BC made its Interactive Digital Media Tax Credit permanent in July 2025 and raised the rate from 17.5% to 25%. Ontario's IDMTC already refunds up to 40% of eligible expenditures. These provincial credits stack with the federal Scientific Research and Experimental Development program, Canada's primary R&D tax incentive. For Canadian tech companies building training simulators, VR experiences, or immersive software, the combined funding can extend R&D runway without diluting equity.
Many companies still don't know they qualify. Paul Davenport, Head of Content at R&D tax credit platform Boast, said the government rewards companies for risky R&D spending. "It's the government wanting to reward you for investing in risky R&D." IDMTC functions as a recoup on an investment already made, similar to SR&ED.
Qualifying activities under IDMTC cover mobile, console, PC and VR games; educational software and e-learning platforms; children's edutainment; simulators and training applications; and interactive AR/VR/XR experiences. The common test is whether the product educates, informs, or entertains. That definition is broadening. Davenport said the credit is "casting a wider net" to include companies in manufacturing, healthcare, and industrial sectors that use interactive tools for training, simulation, or process design.
The simple view is to apply for both credits and pocket the cash. The better view: the two programs cannot cover the same expenses. Companies cannot double dip. They can route different types of work through different programs depending on the stage of development and the nature of the activity.
IDMTC is a payroll-driven credit. It covers salaries and wages for design, artwork, animation, programming, project management, and testing. In BC, eligible labour must exceed $100,000 annually and be paid to employees working in the province. SR&ED is broader, covering materials, equipment, and manufacturing processes. A digital media company might claim IDMTC against its core development team while routing more capital-intensive efforts through SR&ED. The allocation can shift year to year as products mature from research toward commercialization.

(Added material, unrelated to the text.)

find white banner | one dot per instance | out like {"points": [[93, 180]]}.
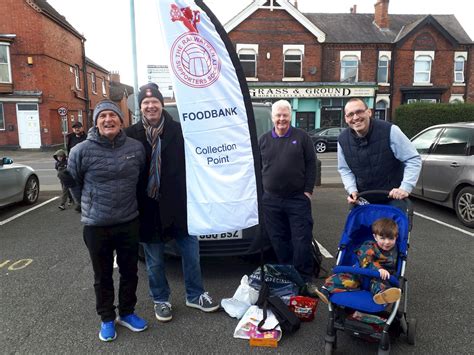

"It's something you have to be really strategic about above and beyond the day-to-day of an in-house finance team," Davenport said. "You need to talk to experts to understand R&D tax credit strategy. It's so nuanced, and it's so specific."
Davenport offered a warning: not every AI product qualifies automatically. "It's very easy to hang your hat on an AI wrapper today. That's not going to get you any credits down the line." The key distinction is whether the company tackles genuine technological uncertainty and builds something net new, rather than simply layering existing AI tools into a product.
What confirms the strategy: documented technical work from day one, clear allocation of labour hours between IDMTC and SR&ED eligible activities, and a third-party review before year-end filing. What weakens it: claiming expenses that don't meet residency or wage thresholds, assuming all R&D is automatically SR&ED, or treating AI integration as a novel problem when it's just implementing existing APIs.
Start thinking about non-dilutive funding before any R&D begins. Explore grants and tax credits early. Document technical work from the first day. Bring in tax-credit expertise before year-end filing season. Without planning, Davenport said, "You're leaving money on the table every time."